Słodka goryczy, która zalęgłaś na dnie mojego serca i nie dajesz oddychać. Nie odchodź.

Nie mógł znieść śpiewu ptaków, rozkwitających pąków wiśni, żółtych kwiatów, nieproszonych gości, które zamieniły łąkę w ogród. Nie mógł znieść szmeru rozmów, niosącego się echem po dziedzińcu, zrumienionych twarzy kobiet, wesoło biegających dzieci, powszechnie panującej radości, która zakradła się w serca Shinigami i zawładnęła Seretei. Nikt nie mówił o czekających wojnach, niestoczonych walkach i grozie, która czaiła się w przyszłości. Liczyło się tylko to co teraz, słodkie i kojące tchnienie wiosny.

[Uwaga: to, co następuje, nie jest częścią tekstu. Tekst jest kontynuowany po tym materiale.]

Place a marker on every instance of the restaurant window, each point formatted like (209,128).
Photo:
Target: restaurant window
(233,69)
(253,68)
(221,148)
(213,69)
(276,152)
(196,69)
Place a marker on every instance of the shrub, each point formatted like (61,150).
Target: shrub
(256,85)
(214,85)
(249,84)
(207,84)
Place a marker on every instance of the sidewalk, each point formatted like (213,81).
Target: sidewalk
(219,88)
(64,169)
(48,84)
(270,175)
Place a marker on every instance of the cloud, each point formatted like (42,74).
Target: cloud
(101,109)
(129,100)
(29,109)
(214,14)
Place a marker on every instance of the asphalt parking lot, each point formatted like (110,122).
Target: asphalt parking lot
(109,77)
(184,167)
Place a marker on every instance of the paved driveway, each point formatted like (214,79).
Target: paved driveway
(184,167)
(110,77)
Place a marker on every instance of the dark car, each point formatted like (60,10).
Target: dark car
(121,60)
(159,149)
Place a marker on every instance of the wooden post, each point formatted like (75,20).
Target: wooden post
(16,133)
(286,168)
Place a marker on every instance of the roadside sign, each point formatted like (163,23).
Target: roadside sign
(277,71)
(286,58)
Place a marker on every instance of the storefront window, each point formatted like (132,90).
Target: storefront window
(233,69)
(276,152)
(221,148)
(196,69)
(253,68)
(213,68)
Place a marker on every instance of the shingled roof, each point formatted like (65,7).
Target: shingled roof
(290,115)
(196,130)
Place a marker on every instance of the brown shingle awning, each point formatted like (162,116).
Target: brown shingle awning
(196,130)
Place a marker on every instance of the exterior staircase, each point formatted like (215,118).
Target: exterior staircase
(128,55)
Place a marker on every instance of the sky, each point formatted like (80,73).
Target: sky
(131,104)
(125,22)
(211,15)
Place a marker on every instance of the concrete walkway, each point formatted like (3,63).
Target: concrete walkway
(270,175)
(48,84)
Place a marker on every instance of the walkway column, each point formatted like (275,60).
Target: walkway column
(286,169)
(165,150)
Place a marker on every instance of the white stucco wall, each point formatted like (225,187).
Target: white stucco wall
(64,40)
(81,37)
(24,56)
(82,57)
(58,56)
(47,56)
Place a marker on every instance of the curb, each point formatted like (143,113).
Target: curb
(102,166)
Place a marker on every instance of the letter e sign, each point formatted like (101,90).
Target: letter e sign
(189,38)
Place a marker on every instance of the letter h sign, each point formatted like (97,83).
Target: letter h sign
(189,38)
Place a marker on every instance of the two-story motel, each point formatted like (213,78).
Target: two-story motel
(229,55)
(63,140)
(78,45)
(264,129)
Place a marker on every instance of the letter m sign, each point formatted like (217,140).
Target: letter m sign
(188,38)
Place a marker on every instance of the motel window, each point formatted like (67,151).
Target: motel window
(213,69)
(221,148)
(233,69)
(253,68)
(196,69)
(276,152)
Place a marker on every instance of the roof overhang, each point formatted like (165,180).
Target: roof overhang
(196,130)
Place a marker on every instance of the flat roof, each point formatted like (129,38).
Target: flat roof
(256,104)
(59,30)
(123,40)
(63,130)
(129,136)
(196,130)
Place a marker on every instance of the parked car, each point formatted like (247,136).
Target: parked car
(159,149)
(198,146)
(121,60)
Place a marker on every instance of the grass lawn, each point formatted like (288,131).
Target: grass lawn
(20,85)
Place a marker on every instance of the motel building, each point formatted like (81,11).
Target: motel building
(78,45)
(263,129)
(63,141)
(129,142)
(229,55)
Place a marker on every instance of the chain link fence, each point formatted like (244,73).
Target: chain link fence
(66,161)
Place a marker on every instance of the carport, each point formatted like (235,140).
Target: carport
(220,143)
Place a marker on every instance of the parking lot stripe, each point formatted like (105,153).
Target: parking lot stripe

On nie chciał, nie mógł znieść.

Cząstka Izuru Kiry pragnęła dać się ponieść tej radości, choć na moment zapomnieć i żyć chwilą, wyrywała się w stronę przeszłości, nieskalanej, niezatrutej, niewinnej. Przed oczami miała szkolne lata, porysowane cyrklem ławki i ciemne oczy Hinamori rozjaśniające się choć na wspomnienie imienia… Kapitana Aizena. Nawet tutaj, w tych niewinnych latach nie mógł się skryć i znaleźć ukojenia. Nie mógł uciec od swojego przeznaczenia.

Zgniótł w rękach kartkę z niedokończonym wierszem, traktującym o miłości, przyjaźni, odrodzeniu. Co miesiąc miał napisać coś do Magazynu Seretei. Co miesiąc mógł pokazać innym jak dobrze radzi sobie Izuru Kira. Jak przemienia ciężkie doświadczenie w piękne słowa, jak układa bolesne wspomnienia w zgrabny wers. Co miesiąc odbierał pochwały i słuchał, że powinno się szlifować taki talent, o niego dbać. Co miesiąc uśmiechał się, dziękował i odpowiadał „tak".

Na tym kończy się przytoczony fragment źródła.